The United States regulators instituted a lawsuit against Binance, the globe's leading cryptocurrency exchange, and its CEO Changpeng Zhao on Monday, citing allegations of orchestrated deception. This legal action, one of many recent regulatory pressures faced by Binance, sent Bitcoin to a nearly three-month low.

The Securities and Exchange Commission (SEC) presented the lawsuit in a federal court in Washington, D.C., laying out 13 accusations against Binance, Zhao, and the supposed independent U.S. exchange operator. Among the allegations were manipulation of trading volumes, misuse of customer funds, lack of effective restrictions on U.S. customers, and misleading investor information regarding market surveillance controls.

The SEC further alleges that Binance and its billionaire CEO Zhao clandestinely held control over customer assets, allowing them to mishandle investor funds "as they please."

According to the SEC, Binance established separate U.S. entities as part of a "complex scheme to circumvent U.S. federal securities laws." The commission pointed to practices exposed by Reuters in its investigative reports in 2022 and earlier this year.

The SEC also stated that from nearly three years ago until June 2022, Sigma Chain, a trading firm owned and controlled by Zhao, engaged in 'wash trading' that artificially boosted the trading volume of crypto asset securities on the Binance.US platform.

SEC Chair Gary Gensler stated, "We allege that Zhao and Binance entities engaged in an extensive web of deception, conflicts of interest, lack of disclosure, and calculated evasion of the law."
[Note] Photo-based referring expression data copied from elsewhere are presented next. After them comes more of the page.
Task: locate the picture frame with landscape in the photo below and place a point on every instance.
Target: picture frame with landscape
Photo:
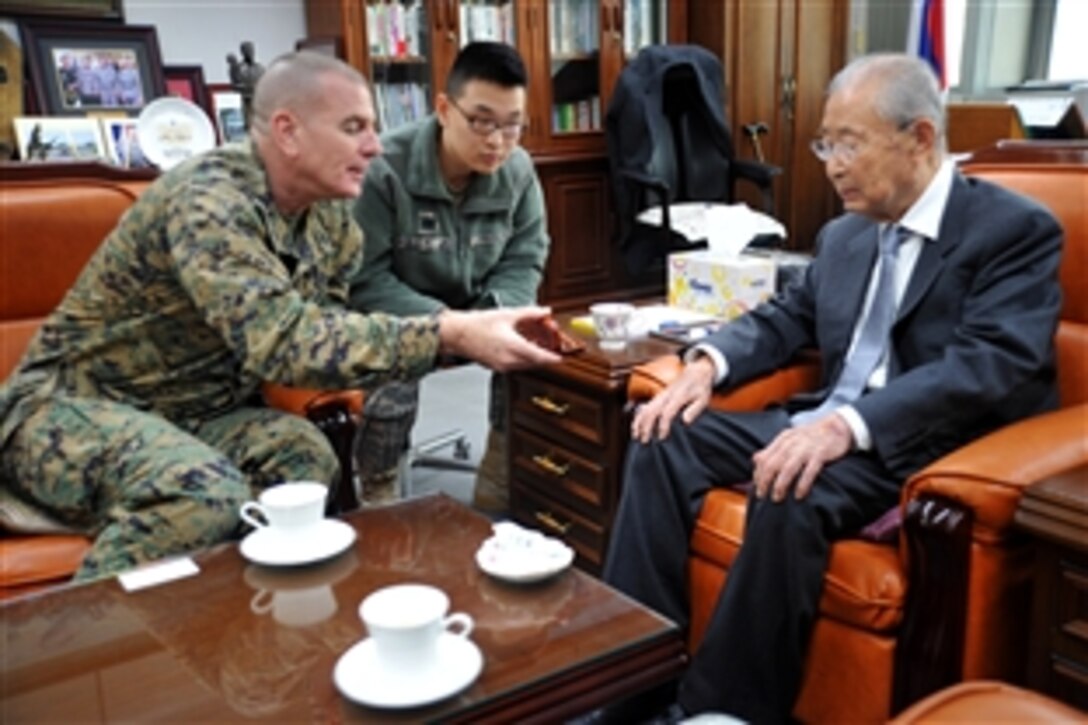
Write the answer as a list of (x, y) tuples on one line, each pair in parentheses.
[(49, 138), (75, 68), (227, 112), (122, 144)]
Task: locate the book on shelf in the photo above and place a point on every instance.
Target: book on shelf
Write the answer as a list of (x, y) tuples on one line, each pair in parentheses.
[(486, 21), (393, 28)]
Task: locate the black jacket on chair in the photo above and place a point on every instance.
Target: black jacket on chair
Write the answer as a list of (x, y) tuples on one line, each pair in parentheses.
[(668, 142)]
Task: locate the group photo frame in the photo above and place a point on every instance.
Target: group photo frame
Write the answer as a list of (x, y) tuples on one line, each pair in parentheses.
[(79, 68)]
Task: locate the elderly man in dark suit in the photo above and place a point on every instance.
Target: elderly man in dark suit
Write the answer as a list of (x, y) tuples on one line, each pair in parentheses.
[(934, 302)]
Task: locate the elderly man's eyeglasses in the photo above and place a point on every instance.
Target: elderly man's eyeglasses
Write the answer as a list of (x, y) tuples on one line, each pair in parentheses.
[(844, 150), (482, 125), (847, 149)]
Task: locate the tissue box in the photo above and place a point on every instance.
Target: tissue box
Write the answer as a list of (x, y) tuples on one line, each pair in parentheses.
[(719, 285)]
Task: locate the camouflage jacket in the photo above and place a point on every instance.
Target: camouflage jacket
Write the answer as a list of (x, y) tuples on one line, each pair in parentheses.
[(202, 291), (425, 250)]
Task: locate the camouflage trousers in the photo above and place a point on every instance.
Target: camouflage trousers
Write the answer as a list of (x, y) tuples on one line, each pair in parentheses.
[(144, 487), (388, 414)]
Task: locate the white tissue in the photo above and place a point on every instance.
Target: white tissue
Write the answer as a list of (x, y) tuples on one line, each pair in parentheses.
[(727, 228)]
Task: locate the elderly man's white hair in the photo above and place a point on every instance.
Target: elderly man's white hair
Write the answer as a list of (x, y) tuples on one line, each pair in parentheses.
[(906, 89)]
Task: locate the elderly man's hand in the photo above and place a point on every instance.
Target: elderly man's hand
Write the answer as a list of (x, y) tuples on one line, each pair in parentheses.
[(492, 339), (796, 455), (687, 396)]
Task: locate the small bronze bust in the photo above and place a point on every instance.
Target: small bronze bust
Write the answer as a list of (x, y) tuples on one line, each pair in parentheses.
[(244, 75)]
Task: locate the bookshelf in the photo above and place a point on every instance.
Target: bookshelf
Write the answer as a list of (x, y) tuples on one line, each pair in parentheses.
[(573, 50)]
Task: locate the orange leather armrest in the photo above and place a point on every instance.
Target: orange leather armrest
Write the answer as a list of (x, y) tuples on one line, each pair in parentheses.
[(989, 475), (987, 701), (300, 401), (651, 378), (39, 557)]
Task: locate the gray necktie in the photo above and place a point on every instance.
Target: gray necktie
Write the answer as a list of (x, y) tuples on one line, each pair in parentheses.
[(874, 336)]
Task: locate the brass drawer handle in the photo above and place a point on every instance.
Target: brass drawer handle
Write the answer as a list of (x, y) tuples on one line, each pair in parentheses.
[(551, 466), (546, 404), (551, 521)]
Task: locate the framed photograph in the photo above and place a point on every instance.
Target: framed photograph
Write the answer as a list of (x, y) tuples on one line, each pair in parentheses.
[(122, 144), (227, 113), (187, 82), (48, 138), (79, 66), (86, 9)]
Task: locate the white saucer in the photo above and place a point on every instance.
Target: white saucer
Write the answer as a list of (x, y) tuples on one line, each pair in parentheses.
[(317, 543), (171, 130), (544, 558), (360, 676)]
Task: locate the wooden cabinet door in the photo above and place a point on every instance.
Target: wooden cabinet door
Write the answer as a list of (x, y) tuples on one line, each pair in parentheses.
[(779, 57), (582, 256), (579, 48)]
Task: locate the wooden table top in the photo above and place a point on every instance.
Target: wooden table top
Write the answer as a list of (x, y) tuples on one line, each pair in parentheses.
[(195, 650)]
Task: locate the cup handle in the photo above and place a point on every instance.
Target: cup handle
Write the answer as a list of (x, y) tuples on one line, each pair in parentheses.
[(247, 512), (261, 603), (461, 619)]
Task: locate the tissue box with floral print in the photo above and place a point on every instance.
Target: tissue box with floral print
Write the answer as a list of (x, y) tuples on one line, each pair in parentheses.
[(717, 284)]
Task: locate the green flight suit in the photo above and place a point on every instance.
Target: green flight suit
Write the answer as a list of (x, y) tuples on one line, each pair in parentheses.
[(135, 414), (429, 249)]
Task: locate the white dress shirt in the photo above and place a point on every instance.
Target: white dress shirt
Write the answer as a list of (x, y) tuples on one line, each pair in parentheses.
[(924, 222)]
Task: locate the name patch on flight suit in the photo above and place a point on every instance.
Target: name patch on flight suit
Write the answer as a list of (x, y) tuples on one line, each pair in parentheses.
[(427, 222)]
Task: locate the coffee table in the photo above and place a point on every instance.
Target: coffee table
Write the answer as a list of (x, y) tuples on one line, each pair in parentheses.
[(233, 642)]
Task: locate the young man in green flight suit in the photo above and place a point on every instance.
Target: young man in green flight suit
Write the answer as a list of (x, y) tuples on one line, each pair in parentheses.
[(454, 218)]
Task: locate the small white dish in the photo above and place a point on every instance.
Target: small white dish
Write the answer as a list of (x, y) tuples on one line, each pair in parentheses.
[(314, 543), (522, 556), (361, 678), (172, 128)]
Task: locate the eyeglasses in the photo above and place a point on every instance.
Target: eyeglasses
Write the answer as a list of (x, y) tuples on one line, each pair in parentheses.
[(485, 126), (844, 150)]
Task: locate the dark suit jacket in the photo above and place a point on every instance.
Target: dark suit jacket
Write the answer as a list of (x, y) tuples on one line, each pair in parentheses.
[(973, 342)]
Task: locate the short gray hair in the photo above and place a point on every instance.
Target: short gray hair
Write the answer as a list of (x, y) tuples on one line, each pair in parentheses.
[(293, 82), (907, 88)]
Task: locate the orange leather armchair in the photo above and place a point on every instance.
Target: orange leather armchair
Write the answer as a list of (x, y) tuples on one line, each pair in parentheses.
[(949, 599)]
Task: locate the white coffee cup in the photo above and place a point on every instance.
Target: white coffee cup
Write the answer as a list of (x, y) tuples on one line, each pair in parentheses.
[(610, 321), (287, 507), (296, 607), (406, 622)]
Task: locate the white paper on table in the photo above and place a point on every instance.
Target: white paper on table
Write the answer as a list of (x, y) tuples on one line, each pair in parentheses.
[(651, 317), (727, 228)]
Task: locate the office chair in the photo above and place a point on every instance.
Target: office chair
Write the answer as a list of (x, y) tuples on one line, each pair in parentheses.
[(668, 143)]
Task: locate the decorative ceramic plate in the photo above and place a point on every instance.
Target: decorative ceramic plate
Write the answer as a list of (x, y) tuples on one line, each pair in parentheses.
[(171, 130), (522, 555)]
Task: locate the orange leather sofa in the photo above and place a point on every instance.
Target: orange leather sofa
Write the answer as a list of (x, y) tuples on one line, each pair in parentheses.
[(949, 599), (52, 218), (985, 701)]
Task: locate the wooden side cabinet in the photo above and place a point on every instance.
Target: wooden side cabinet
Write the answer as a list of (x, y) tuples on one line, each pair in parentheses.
[(1055, 513), (569, 430)]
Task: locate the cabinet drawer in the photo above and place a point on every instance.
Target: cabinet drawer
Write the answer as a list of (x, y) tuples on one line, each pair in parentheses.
[(1071, 611), (532, 508), (565, 476), (546, 407)]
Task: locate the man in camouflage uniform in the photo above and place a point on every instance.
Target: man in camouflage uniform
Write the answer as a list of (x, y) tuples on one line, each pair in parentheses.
[(134, 415), (454, 217)]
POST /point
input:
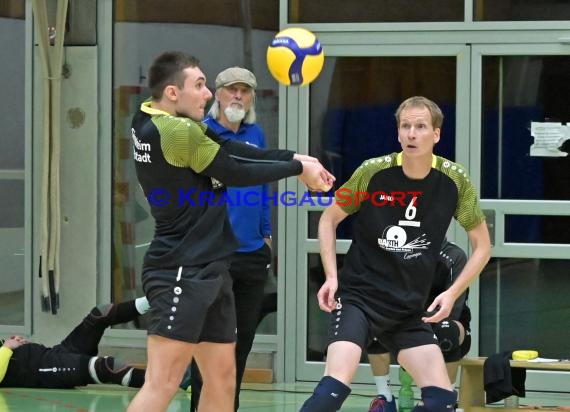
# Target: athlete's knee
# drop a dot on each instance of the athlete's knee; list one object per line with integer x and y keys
{"x": 328, "y": 396}
{"x": 436, "y": 399}
{"x": 448, "y": 333}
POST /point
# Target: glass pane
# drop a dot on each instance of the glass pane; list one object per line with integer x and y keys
{"x": 362, "y": 11}
{"x": 12, "y": 155}
{"x": 537, "y": 229}
{"x": 352, "y": 106}
{"x": 524, "y": 304}
{"x": 520, "y": 10}
{"x": 519, "y": 90}
{"x": 221, "y": 34}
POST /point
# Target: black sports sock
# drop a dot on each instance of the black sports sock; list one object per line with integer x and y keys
{"x": 114, "y": 313}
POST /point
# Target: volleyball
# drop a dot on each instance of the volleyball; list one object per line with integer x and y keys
{"x": 295, "y": 57}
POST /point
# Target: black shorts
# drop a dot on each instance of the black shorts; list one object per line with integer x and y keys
{"x": 348, "y": 322}
{"x": 191, "y": 304}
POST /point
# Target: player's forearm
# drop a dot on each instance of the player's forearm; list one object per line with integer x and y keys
{"x": 240, "y": 150}
{"x": 233, "y": 173}
{"x": 327, "y": 242}
{"x": 472, "y": 269}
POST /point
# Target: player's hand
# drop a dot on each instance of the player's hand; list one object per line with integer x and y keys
{"x": 326, "y": 293}
{"x": 316, "y": 177}
{"x": 15, "y": 342}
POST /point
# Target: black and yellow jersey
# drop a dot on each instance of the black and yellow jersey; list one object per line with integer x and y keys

In response, Binance posted a blog saying, "We intend to defend our platform vigorously," maintaining that the SEC's jurisdiction was limited as Binance is not a U.S.-based exchange. They reassured users that all assets on Binance and Binance.US platforms were safe and secure.
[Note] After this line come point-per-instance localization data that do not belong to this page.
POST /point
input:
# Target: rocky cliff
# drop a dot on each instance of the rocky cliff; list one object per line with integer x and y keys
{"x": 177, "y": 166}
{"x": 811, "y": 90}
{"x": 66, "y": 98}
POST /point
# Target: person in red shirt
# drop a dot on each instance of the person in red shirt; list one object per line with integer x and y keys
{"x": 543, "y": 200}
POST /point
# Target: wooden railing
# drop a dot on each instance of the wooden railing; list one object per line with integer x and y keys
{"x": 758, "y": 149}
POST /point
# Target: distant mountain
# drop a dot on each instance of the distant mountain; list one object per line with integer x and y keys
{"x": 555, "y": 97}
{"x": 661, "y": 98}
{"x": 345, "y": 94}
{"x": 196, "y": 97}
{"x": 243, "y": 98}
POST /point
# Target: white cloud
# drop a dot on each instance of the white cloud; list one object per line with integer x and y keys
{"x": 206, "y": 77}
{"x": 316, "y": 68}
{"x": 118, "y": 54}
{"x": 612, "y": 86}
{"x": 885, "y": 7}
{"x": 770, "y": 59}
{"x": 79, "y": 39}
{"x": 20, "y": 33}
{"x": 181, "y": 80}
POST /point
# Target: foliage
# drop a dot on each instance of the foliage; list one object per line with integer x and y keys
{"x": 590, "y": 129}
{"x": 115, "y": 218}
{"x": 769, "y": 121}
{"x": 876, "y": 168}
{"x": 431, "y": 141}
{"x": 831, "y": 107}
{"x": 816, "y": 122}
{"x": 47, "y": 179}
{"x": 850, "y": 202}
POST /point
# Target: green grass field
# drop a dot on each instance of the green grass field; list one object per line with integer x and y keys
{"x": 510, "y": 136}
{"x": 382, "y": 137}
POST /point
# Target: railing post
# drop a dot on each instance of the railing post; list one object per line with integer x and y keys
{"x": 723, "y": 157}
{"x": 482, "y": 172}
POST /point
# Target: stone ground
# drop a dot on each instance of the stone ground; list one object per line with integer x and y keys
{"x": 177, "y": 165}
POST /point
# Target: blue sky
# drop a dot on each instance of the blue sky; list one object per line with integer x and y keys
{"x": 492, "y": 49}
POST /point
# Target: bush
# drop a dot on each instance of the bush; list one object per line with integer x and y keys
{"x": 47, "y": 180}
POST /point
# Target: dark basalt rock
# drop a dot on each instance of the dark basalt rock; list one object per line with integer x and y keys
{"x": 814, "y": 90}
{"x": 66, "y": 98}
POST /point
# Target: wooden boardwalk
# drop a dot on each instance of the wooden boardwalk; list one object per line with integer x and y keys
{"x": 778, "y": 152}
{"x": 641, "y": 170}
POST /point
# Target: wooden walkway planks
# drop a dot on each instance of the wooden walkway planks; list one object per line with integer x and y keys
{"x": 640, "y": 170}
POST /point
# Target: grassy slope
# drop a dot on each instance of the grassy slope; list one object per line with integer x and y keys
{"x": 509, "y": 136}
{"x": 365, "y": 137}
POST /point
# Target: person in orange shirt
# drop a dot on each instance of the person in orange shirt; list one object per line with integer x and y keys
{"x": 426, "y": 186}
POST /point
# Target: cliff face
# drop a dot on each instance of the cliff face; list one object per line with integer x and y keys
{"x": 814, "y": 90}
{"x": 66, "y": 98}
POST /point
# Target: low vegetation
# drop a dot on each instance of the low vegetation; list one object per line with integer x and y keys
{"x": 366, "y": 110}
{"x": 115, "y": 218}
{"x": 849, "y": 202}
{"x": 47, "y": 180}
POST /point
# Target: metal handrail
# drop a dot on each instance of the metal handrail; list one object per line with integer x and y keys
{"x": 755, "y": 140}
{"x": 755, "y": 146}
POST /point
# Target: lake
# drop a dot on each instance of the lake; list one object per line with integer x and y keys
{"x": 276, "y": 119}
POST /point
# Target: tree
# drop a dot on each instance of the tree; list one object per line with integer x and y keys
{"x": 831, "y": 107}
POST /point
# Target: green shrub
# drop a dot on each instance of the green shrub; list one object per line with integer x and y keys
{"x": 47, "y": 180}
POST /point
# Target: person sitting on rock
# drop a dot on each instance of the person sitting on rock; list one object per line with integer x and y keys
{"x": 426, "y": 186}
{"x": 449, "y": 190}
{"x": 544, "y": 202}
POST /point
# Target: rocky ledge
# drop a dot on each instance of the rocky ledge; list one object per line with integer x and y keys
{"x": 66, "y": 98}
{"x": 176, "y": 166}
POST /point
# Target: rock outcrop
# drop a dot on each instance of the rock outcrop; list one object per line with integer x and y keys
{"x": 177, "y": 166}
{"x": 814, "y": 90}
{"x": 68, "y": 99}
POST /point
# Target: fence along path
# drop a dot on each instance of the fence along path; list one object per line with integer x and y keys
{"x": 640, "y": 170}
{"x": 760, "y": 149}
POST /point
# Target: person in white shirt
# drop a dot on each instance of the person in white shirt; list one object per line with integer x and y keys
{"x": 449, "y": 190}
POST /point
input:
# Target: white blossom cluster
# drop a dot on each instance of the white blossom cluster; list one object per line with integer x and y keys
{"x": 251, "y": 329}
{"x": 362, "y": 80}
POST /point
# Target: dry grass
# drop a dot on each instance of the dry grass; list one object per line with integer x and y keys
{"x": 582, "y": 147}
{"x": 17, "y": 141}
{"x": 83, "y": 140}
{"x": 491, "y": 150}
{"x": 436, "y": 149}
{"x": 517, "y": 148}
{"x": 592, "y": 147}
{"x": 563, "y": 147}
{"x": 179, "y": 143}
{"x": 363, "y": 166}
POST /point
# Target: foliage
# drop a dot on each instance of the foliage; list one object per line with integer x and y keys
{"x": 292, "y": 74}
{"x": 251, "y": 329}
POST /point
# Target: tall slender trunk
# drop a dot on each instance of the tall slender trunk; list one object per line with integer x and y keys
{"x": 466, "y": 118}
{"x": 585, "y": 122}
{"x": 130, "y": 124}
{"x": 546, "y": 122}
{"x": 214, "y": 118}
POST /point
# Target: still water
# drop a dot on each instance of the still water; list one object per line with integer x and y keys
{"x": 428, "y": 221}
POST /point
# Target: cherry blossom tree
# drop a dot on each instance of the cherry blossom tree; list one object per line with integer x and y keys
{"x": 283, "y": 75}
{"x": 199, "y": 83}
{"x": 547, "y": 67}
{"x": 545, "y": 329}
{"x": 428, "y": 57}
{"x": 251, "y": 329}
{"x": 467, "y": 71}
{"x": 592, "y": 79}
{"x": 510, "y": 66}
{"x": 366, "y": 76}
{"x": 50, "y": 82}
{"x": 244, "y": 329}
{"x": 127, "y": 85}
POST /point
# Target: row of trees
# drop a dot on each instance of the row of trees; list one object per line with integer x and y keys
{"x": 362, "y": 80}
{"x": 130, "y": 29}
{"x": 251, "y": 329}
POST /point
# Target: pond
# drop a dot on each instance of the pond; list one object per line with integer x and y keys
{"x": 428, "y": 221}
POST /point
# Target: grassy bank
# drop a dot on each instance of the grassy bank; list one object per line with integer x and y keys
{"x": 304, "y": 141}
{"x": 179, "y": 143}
Binance.US, under Zhao's ultimate control, tweeted that the lawsuit was unsupported by facts, law, or the Commission's own precedent.

This legal action precipitated a drop in cryptocurrency prices, with Bitcoin falling 6% to a nearly three-month low. Binance's own cryptocurrency BNB also dipped over 5%.

The lawsuit's allegations could significantly impair Binance, a dominant force in crypto trading, processing about $65 billion a day in trades and holding up to 70% of the market last year.

Ed Moya, senior market analyst at Oanda, cautioned, "I think that there's a big risk here that this could be crippling to Binance."

This lawsuit adds to Binance's growing list of legal challenges, which include a lawsuit from the U.S. Commodity Futures Trading Commission (CFTC) in March for allegedly operating an illegal exchange and a sham compliance program, and an ongoing Justice Department probe into possible money laundering and sanctions violations.